Thank you to Kerry D'Agostino, a wonderful person and tireless champion of this book—thank you for believing in this novel and in me. Thank you to Margaux Weisman for so carefully reading, editing, and supporting this book, and for so keenly understanding my vision for it. I am beyond lucky to work with both of you. Thank you to the entire team at William Morrow and HarperCollins for your dedicated work on this book.

Thank you to Lindsey Kurz, Julia Koets, Rochelle Hurt, and Steven Stanley (Go Orangers)—you couldn't have known it, but through the dark of writing this book you were four points of the brightest kind of light.

Thank you to the generous support of the University of Cincinnati, the Sewanee Writers' Conference where the first chapter of this novel was workshopped, and to Emily Nemens for excerpting the first chapter in
The Southern Review
. Thank you to Leslie Jill Patterson for publishing the short story in
Iron Horse Literary Review
that eventually became this novel.
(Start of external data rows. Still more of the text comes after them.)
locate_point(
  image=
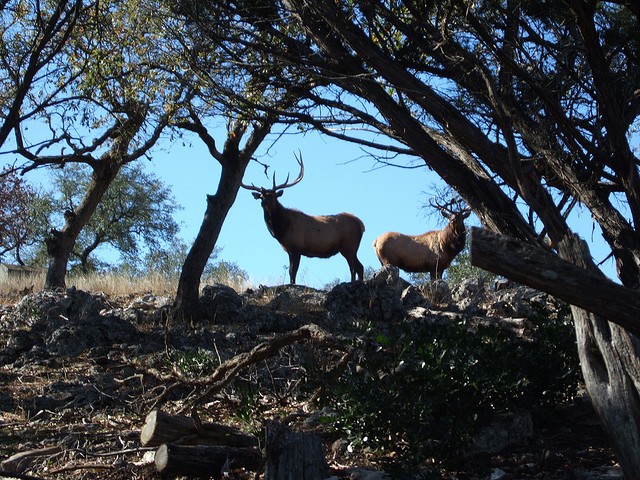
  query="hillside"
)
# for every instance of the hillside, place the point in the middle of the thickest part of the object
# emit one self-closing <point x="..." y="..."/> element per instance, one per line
<point x="80" y="372"/>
Thank you to the
Denver Post
for their archive of the Columbine shooting, which shaped my understanding of mass tragedy and its scale within a community.
Thank you to the Public Library of Cincinnati for providing a multiplicity of textbooks on crime scene and fire investigation. Thank you to the inspiration of my colleagues and students at Santa Fe University of Art and Design.
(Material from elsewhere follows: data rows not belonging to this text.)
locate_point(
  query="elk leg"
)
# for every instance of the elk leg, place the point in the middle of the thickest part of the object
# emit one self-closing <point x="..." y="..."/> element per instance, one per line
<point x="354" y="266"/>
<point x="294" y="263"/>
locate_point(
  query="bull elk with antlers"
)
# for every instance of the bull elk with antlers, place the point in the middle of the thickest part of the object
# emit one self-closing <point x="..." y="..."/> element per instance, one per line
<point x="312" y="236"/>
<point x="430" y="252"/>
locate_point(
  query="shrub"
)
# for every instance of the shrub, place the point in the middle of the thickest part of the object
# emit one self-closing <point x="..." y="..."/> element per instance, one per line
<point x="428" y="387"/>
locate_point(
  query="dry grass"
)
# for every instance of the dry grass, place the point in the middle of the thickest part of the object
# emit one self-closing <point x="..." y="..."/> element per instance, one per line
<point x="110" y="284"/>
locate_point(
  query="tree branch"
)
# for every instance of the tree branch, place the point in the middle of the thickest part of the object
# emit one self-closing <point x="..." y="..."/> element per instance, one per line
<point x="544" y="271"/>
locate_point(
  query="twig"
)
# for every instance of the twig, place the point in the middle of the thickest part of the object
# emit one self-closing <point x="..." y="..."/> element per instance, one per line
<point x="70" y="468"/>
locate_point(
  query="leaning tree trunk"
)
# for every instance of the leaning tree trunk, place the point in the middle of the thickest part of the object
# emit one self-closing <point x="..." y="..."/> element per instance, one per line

Thank you to St. Louis, my home and my heart.

Thank you always and forever to my parents, Michael and Maureen Valente, to my sister, Michelle, and to Jeff, Noa, and Salem. If there is understanding of family and what it means to love in these pages, it is because of you.

And to Josh Finnell, the very earliest reader, for seeing me through every step of the journey this book had to take—thank you for following me through the dark.